Python gatherings were renowned for their loud and drunken adventures, but this one was subdued and quiet, and instead of youngsters pratting around they looked at each other, now in the early thirties, or in John, Graham’s case, his mid to late thirties, and each felt miserly and old now.

They enjoyed their chats, the food was good, and the entertainment was enough for them. They weren’t drunken louts messing around and prancing with all the air of self-superficiality, but expressed themselves reservedly, maturely, and with an ounce of decorum that had pervaded them all in the past.

There was a long silence as each in their own thoughts observed the fire. Eric, sat on the floor in front of Gilliam was flicking his shoe lace in one hand.
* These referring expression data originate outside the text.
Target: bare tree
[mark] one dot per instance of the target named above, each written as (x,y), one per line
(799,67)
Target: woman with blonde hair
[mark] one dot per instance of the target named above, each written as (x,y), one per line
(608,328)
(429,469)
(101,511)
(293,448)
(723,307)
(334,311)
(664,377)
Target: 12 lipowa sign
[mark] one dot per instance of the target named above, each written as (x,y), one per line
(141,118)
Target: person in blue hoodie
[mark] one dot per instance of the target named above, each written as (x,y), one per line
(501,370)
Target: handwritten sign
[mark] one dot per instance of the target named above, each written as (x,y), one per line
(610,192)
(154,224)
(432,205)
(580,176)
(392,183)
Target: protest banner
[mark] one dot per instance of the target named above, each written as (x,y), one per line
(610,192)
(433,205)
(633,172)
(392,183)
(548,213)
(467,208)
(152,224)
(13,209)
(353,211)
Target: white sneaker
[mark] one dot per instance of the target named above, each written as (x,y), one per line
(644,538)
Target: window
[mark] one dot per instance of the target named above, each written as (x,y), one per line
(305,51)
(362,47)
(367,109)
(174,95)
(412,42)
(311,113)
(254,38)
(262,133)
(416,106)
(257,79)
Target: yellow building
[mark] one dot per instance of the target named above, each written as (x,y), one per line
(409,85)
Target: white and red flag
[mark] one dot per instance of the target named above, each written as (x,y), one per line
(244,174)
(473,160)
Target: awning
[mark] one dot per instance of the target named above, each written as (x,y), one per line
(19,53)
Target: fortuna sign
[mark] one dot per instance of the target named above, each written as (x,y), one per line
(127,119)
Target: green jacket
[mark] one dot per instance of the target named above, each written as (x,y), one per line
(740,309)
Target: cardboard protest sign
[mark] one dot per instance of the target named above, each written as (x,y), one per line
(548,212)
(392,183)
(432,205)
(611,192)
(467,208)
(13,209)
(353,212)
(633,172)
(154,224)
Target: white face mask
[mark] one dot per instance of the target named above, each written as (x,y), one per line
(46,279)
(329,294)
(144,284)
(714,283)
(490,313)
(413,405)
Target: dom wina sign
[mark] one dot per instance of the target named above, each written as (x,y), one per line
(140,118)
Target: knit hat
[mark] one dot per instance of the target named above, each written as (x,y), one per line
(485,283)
Gilliam in turn was fingering his coat lapels and John, sat next to these pair was sucking his lip and blowing it out again. Terry sat in a chair with his wife at his feet, and he was touching her neck and her hair and she had held of the other hand over her shoulder. It wasn’t until Graham coughed and filled his glass with water and raised it that anyone moved a muscle.

“I think we should make a toast.” He said softly. “We’ve all come a long way together, but there is one person that can’t be with us now and we should honour them.”

Terry glanced warily at Michael who looked at Graham and then raised his glass alongside his.

“It’s been a long time coming, but Chelsea should be remembered without any fear of hurt, without any fear of pain, and with all the celebration we can muster for the finest woman I ever knew.” He said and smiled gently at Terry who relaxed and raised his own glass.

Finally, when John, Alison, Eric and Gilliam raised their glasses, Graham nodded to them all. “To Chelsea,” he said, “friend, confidante, lover and the light of everyone’s life.”

They toasted and suddenly felt freer to talk about her than they ever had done before in their lives.

Michael smiled at his friends and knew they didn’t mind the tears on his face and knew that he would leave that evening feeling released and freer than he had ever felt before.